Just because students have unlimited access to technology in their class, doesn’t necessarily mean it’s being used for meaningful learning. When I first started teaching, I was fortunate to have a brand new SMARTboard. I was eager to learn about this digital tool and willingly attended many in-services to create engaging lessons that were interactive and visually stimulating for my students. I felt I knew all that I had to know about integrating technology and that my students’ technological needs were being fulfilled. I saw technology as a tool for instruction and felt as long as they seemed engaged and eager to learn, I was hitting the mark. I know now that my view on technology was very narrowly perceived. Technology used for teaching and learning not only involves the inclusion of technical tools but also includes theories about technology integration and the application of research findings to promote teaching and learning (Okojie et al. 2006, p. 1). Below are some key points I’ve learned to improve my teaching practice.

Teachers aren’t the only ones to have fun.

Although digital presentations make your lessons more appealing to look at and are easy to manipulate, this way of teaching in and of itself is not best practice. It is key for teachers to reserve the role of using technology for students. Even when some (or even most) students in a class do not know about the technology, teachers should never use technology for them. Rather, teachers should only suggest what students might use (and solicit student suggestions) and then get them to use it for themselves and teach each other (Prensky, 2010, p. 19). Putting technology in the hands of the students opens up the doors for meaningful learning. Educators should coach and supervise students along the way, but should not use digital devices to make things for them.

Technology shouldn’t substitute an analog activity.

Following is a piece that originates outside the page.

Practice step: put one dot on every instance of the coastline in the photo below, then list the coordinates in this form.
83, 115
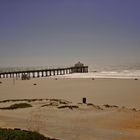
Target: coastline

A digital worksheet is still a worksheet. Some teachers think that if their students are using an iPad or another device to perform an assigned activity that they are integrating technology. Having students read a story online, type up an assignment, or write on a worksheet with digital ink has no more meaning than if they were to complete the same tasks with a book, paper or pencil. Teachers seem to stay “stuck” on that level. In their mind, they are integrating technology, but in reality, the technology is not being used as a tool to facilitate or amplify learning (Tolisano, 2015).

Don’t isolate technology.

Technology should not be used in isolation or as a separate subject area. As much as possible, technology should be integrated into the regular classroom program to promote and extend student learning. If students only use technology in a computer lab, the class is limited by a schedule and the set-up of most computer labs does not lend itself well to group work. When students have to travel to the computer lab, it usually means that technology is not truly integrated. Having a separate space for technology sends a message that technology is separate from what is learned in the classroom (Hertz, 2013). When technology is infused into a classroom’s core curriculum, it is more meaningful and accessible to students.

Technology shouldn’t be a filler.

Many times, iPads and other devices are used in place of books or reserved for students who complete their assignments early. Digital devices become tools to keep students busy while others are working on other tasks or as a reward or incentive. When technology is seen as an add-on and not incorporated into regular classroom teaching, it loses it’s potential to meet student’s learning needs.

Try to select good quality PD sessions.

If possible, try to attend technology training programs that focus on the pedagogical aspects of technology. Prensky indicates that PD or training should not concentrate on using various technologies, but rather on shifting teachers’ thinking and actions to the partnership mentality and pedagogy. Unless and until this is done, the technology training is unlikely to prove fruitful (Prensky, 2010, p. 27). Learning how to use new applications in a meaningful way to support curriculum is more valuable than becoming an expert on the mechanics of a digital tool.

If you intend to integrate technology into your class, strive to avoid using the $1000.00 pencil. Instead, familiarize yourself with the pedagogy that supports digital learning so that you can purposely use technology. Once you have laid the pedagogical foundation, you can go a long way to accelerate deep learning goals.


Hertz, M.B. (2013). The pros and cons of computer labs. Edutopia.

Okojie, Mabel CPO; Olinzock, Anthony A.; Okojie-Boulder, Tinukwa C. Journal of Technology Studies, v32 n2 p66-71 Spr 2006.

Prensky, M. (2010). Partnering. Teaching digital natives. Partnering for real learning (pp.9-29). Thousand Oaks, CA: Corwin Press.

Tolisano, S.R. (2015). What are the biggest mistakes teachers make when integrating technology into the classroom? Tech & Learning.